Was wir aus dieser Liebe heraus tun, bleibt zweideutig, unvollkommen, kritikbedürftig. An der Geschichte der Mission und an unseren kirchlichen Beziehungen haben wir uns diese Zweideutigkeit klar gemacht und unsere Schuld bekannt. Aber zugleich dürfen wir Gott loben, dass Menschen diese Botschaft gehört haben und auch heute und morgen hören: „Zieht an die Liebe.“ Ich werde nie vergessen, wie Nelson Mandela bei der Vollversammlung des Ökumenischen Rats der Kirchen in Harare 1998 auftrat und bekannte, was er persönlich und mit ihm viele andere in Südafrika den Missionaren und ihren Missionsschulen zu verdanken hatte: den Mut zum aufrechten Gang, die Bereitschaft zum Widerstand. „Zieht an die Liebe.“

In Südafrika haben um dieser Liebe willen unzählige Menschen an der Mauer der Apartheid zwischen Schwarzen und Weißen gerüttelt. In Deutschland und in Europa sind Menschen aufgestanden und haben der Unfreiheit wie der Teilung des Kontinents eine Absage erteilt. In diesen Tagen wird uns wieder sehr deutlich bewusst, was es bedeutet, dass der Eiserne Vorhang zwischen Ost- und Westdeutschen im Jahr 1989 eingerissen werden konnte.  Es geht uns wie euch in Südafrika: Die Mauer steht nicht mehr, aber ihre Folgen spüren wir noch deutlich. Doch die Arbeit der Liebe geht weiter. In Europa wollen wir den neu gebildeten Raum der Freiheit und des Friedens als gute Gabe Gottes annehmen und mit Leben zu füllen. In Südafrika soll die Regenbogennation Gestalt annehmen – zehn Jahre nach den ersten freien Wahlen und dem Amtsantritt von Nelson Mandela.

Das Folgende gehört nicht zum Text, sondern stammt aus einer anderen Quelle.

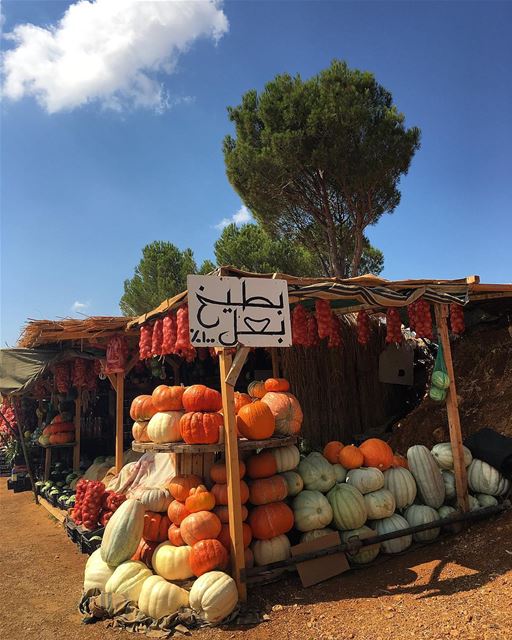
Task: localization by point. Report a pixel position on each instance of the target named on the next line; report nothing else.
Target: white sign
(224, 312)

Ich bin davon überzeugt, dass uns der Geist Gottes neu zusammengeführt hat. Nicht nur durch unsere Geschichte gehören wir zusammen. Nein, durch die Liebe gehören wir zusammen. Wir können gar nicht allein bleiben, Christen in Deutschland und in Südafrika, weiße oder schwarze Christen voneinander getrennt. Mit der Kleiderordnung der Auserwählten Gottes wäre das unvereinbar. Wir sind dabei, die neue Gemeinschaft zu gestalten. Brückenbauer sind gefragt – in Südafrika und in Europa. Wir brauchen keine Spielregeln für ein frommes Getto. Wir brauchen Gottes Geist, der uns erneuert und in Christus zusammenführt. Wenn wir heute und morgen unsere Glaubenserfahrungen vor Gott teilen, dann wird Gottes Geist uns erneuern und wie einst die Wolken- und Feuersäule vor uns herziehen. „Zieht an die Liebe.“ Amen.